Many times I have been told that I am so lucky. That good things just seem to happen to me. I know all of this is meant only well, but I would like to tell my side of the story. Because it isn't really how it might seem to be. And I do feel it is unfair to all that I do do, when someone puts all that happens to me up to "luck". I do understand though, that unless one is on this side of the story, one wouldn't know how much work it takes to help bring all this luck into one's life. To help make all of those good things happen. To help make. Because, as in everything in life, it takes work. And jumping into a dream head first, in order to make that dream a reality, takes a lot of work. Luckily - I love work. And I know, that all these good things, the things that make me seem so lucky, happen to me because I work for themand - here's the most important one: I work on myself, in order to make them happen.

When I set out on a life dedicated to following and realising my dreams, I never ever could have imagined the amount of work that needed to be done on myself. Because the amount of obstacles one puts out there for oneself is mind-blowing. Seriously, we do not believe in ourselves enough. And how little we believe becomes extraordinarily apparent when the belief is put to the test. Because it's actually quite easy to work hard physically.
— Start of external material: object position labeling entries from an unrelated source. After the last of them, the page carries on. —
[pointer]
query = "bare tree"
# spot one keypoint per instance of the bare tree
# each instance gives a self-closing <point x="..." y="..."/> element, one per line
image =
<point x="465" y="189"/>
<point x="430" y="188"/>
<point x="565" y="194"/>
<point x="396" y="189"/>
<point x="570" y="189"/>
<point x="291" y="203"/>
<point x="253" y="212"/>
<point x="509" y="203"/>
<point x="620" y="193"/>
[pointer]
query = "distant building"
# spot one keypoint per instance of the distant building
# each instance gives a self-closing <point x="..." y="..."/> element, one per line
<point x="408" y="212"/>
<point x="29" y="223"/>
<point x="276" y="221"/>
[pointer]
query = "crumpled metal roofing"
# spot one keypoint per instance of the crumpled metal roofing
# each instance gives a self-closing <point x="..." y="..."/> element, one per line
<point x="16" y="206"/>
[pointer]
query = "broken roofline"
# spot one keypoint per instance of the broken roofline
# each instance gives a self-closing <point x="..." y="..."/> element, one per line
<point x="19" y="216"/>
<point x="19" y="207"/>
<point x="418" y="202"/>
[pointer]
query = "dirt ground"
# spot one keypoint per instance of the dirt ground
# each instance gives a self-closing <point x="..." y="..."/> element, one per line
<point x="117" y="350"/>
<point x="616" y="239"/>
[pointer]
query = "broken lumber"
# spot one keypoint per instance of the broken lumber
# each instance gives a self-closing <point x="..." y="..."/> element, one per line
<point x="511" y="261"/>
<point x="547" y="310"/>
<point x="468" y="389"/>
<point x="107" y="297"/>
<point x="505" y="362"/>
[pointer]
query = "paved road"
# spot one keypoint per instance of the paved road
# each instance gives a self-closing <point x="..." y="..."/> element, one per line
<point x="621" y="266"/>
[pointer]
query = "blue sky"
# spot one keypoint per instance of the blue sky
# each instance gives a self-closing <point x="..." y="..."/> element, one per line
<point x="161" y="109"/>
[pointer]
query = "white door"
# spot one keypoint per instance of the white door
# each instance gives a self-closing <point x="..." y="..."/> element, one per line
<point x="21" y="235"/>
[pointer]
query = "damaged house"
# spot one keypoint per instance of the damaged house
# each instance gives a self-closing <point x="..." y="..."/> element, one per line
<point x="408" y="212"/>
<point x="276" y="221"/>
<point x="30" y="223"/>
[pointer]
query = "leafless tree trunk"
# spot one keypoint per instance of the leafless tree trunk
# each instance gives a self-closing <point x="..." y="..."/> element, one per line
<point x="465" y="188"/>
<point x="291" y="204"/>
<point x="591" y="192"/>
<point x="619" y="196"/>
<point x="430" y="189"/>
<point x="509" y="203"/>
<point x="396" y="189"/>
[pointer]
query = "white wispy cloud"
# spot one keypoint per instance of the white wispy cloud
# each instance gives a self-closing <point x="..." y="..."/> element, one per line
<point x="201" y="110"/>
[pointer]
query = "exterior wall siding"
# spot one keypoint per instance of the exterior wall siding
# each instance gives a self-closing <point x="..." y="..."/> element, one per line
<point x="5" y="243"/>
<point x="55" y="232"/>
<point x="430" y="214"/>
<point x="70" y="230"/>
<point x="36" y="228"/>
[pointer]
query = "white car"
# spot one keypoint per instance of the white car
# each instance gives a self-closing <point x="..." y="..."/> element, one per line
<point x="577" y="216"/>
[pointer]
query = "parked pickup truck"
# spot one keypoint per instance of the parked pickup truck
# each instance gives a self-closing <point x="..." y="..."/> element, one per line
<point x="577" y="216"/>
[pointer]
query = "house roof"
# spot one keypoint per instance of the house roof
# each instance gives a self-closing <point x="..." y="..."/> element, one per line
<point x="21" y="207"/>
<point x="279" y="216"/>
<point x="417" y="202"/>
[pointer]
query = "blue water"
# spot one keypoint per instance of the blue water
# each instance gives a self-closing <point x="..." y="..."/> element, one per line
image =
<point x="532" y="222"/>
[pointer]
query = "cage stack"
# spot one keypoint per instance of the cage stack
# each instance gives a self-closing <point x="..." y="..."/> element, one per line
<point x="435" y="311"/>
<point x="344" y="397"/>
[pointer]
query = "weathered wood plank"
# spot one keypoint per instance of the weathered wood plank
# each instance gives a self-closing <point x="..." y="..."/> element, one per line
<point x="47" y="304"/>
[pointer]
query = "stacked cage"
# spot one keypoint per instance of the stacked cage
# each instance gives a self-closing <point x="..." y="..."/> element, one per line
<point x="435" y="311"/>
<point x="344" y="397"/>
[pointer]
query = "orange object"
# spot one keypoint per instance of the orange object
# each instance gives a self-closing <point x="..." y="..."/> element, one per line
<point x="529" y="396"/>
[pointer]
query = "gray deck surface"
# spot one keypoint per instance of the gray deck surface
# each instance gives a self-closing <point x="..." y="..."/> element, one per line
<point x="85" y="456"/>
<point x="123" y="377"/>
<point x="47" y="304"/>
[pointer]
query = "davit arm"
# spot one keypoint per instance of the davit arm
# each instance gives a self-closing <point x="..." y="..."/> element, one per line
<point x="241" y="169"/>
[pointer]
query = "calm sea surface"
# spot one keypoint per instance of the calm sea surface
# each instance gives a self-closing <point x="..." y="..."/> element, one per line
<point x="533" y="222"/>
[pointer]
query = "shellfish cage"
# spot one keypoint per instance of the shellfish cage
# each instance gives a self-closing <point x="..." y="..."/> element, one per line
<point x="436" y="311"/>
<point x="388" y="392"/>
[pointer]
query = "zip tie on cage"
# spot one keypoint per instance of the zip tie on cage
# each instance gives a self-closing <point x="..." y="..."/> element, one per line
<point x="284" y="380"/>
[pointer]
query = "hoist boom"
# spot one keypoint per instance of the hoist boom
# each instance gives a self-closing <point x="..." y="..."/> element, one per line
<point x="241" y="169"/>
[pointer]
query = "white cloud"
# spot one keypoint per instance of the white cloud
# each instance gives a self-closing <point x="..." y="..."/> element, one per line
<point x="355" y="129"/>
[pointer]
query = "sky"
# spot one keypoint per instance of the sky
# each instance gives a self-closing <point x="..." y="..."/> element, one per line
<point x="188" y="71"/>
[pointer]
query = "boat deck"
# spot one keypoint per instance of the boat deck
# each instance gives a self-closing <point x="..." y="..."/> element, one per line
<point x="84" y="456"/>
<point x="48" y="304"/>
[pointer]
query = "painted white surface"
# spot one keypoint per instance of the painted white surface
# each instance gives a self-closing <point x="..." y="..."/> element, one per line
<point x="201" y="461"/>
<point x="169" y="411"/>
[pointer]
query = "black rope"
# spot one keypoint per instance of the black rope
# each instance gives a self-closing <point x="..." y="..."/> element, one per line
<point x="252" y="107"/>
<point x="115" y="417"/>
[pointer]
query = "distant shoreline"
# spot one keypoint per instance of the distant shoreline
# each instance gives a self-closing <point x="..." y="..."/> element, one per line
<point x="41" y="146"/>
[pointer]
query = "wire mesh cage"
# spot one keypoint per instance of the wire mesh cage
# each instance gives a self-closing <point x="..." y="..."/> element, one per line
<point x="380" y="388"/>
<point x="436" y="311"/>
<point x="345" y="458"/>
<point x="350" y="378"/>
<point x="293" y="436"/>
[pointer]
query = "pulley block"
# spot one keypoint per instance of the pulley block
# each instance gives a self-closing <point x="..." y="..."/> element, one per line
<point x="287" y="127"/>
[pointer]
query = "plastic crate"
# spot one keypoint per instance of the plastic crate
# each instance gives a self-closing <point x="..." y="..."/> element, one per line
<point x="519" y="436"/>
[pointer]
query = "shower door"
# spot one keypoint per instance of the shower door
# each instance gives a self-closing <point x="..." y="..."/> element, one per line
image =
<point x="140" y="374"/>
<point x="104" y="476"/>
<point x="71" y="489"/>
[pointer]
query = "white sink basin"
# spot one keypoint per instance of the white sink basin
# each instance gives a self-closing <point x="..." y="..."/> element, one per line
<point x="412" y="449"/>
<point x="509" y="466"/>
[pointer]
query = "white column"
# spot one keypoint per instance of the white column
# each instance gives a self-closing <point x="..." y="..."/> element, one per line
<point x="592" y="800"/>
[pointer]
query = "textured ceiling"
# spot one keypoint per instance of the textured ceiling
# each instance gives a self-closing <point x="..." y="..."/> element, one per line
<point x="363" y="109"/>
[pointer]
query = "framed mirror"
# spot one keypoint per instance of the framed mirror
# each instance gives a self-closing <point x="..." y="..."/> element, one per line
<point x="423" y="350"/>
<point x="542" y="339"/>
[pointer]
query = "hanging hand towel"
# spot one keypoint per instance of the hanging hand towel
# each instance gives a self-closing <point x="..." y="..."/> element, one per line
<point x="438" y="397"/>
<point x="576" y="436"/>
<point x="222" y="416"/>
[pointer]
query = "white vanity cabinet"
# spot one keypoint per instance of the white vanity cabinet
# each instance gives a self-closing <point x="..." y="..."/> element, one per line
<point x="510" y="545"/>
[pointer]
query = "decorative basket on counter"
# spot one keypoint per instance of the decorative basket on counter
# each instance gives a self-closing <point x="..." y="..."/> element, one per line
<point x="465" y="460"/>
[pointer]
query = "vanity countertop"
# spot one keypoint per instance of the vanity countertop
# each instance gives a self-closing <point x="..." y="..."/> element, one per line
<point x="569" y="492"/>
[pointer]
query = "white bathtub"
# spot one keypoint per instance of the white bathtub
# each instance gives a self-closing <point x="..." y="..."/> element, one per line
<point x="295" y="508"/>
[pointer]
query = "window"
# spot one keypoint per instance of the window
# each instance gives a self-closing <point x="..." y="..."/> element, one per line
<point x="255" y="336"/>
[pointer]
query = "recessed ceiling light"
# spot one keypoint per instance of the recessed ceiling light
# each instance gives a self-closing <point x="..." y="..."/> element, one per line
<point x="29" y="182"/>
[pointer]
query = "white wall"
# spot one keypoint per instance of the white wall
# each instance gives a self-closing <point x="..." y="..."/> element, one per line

But to create a world of one's own, to continue believing in one's vision, to dare dream and believe in that dream, to even understand we have a dream!, is not easy. It's like battling both worlds of the story of Don Quixote. One side of oneself as Quixote himself, believing so hard in the vision, and the other the reader telling you what you're seeing is but a mirage. This is where the work really needs to be done: in continuing to believe in that the dream is reality. Because if we don't, then it never will be. 

So when you see someone who is living their dream, know that they are not lucky. They are working for it - hard.